Immune-targeted drugs may demonstrate therapeutic potential when tumor cells develop resistance to conventional chemotherapeutics. In the present study, PCA of the model consisting of six lncRNAs showed that the patients were significantly divided into high-risk and low-risk groups, with GUSBP11 and SLC2A1-AS1 recognized as protective genes in the model. High expression of GUSBP11 in renal cancer is associated with a smaller tumor size and absence of metastasis (Jia et al., 2022), and SLC2A1-AS1 inhibits hepatocellular carcinoma progression and glycolysis through the STAT3/FOXM1/GLUT1 axis (Shang et al., 2020).
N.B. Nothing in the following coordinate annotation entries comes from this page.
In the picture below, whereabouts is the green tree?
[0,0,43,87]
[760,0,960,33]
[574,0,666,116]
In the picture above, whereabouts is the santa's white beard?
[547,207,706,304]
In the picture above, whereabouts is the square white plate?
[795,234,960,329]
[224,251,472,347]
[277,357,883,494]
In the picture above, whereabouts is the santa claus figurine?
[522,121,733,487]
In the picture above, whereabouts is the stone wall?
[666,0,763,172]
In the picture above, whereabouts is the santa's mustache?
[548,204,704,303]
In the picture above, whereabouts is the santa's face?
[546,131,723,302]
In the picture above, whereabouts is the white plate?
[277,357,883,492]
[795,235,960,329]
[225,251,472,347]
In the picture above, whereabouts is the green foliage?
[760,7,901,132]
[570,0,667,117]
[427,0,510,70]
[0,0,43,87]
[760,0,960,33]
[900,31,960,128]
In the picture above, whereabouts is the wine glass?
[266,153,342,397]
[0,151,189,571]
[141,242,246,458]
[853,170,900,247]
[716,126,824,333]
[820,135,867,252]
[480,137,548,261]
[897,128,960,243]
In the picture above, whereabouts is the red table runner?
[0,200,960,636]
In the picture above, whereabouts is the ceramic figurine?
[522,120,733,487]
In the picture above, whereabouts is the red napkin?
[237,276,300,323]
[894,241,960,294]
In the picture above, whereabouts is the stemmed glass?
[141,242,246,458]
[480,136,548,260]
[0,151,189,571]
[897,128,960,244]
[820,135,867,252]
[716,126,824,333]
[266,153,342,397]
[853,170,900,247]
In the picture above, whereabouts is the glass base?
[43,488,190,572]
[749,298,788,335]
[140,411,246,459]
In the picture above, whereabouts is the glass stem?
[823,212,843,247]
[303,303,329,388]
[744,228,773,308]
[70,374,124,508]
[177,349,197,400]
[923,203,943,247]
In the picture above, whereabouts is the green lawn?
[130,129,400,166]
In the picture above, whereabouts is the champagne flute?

Similarly, as model risk genes, studies have indicated that UCA1 positively regulates DLL4 expression by sponging miR-182-5p, thereby playing an oncogenic role in renal cancer pathogenesis (Wang et al., 2020). In addition, AP000695.2 was selected as a key prognostic lncRNA to explore the prognosis of gastric adenocarcinoma (Zhang et al., 2022). In the current study, the genes closely related to the six model lncRNAs were listed and were found to be differentially expressed between normal and cancer samples; thus, they could serve as potential gene targets for regulating tumor progression. Finally, potential therapeutic drugs were screened in the present study for reference, based on half-maximal inhibitory concentration and model genes for risk subgroups.

Overall, although a prognostic risk signature model was constructed for pancreatic cancer, there are some limitations to the current study. As the study is retrospective, it is susceptible to the inherent biases of this research paradigm (Jiang et al., 2016). We tried to cite more databases as model validation, but we did not obtain proper lncRNAs information even though we retrieved the relevant information of pancreatic cancer patient matrix. This may be due to certain biases and limitations of commercial microarray databases compared to public databases such as ICGC and TCGA. However, the immunecell scores of the microenvironment and TIDE prediction scores are derived from the analysis results of multiple platforms, in a sense, this can be regarded as a data supplement validation of multiple databases. The risk signature genes have not currently been investigated in cellular experiments. However, the superior value of the risk signature has been validated in terms of survival time, clinicopathological features, tumor mutation status, tumor-infiltrating immune cells, signaling pathways, and potential small-molecule drugs, which indicates that the prognostic risk signature model is reliable. Future work will involve further exploration and validation of the risk signature with more data and larger clinical sample sizes.

Conclusion

Using WGCNA to assess prognosis-related genes and combining lasso regression and Cox regression analysis established a new signature that may be more accurate and effective in predicting the prognosis of patients with pancreatic cancer. The signature facilitates the selection of a more appropriate and accurate immunotherapy approach for grouping treatment of patients, with potential as an independent prognostic biomarker and a predictor of immunotherapy in patients with pancreatic cancer.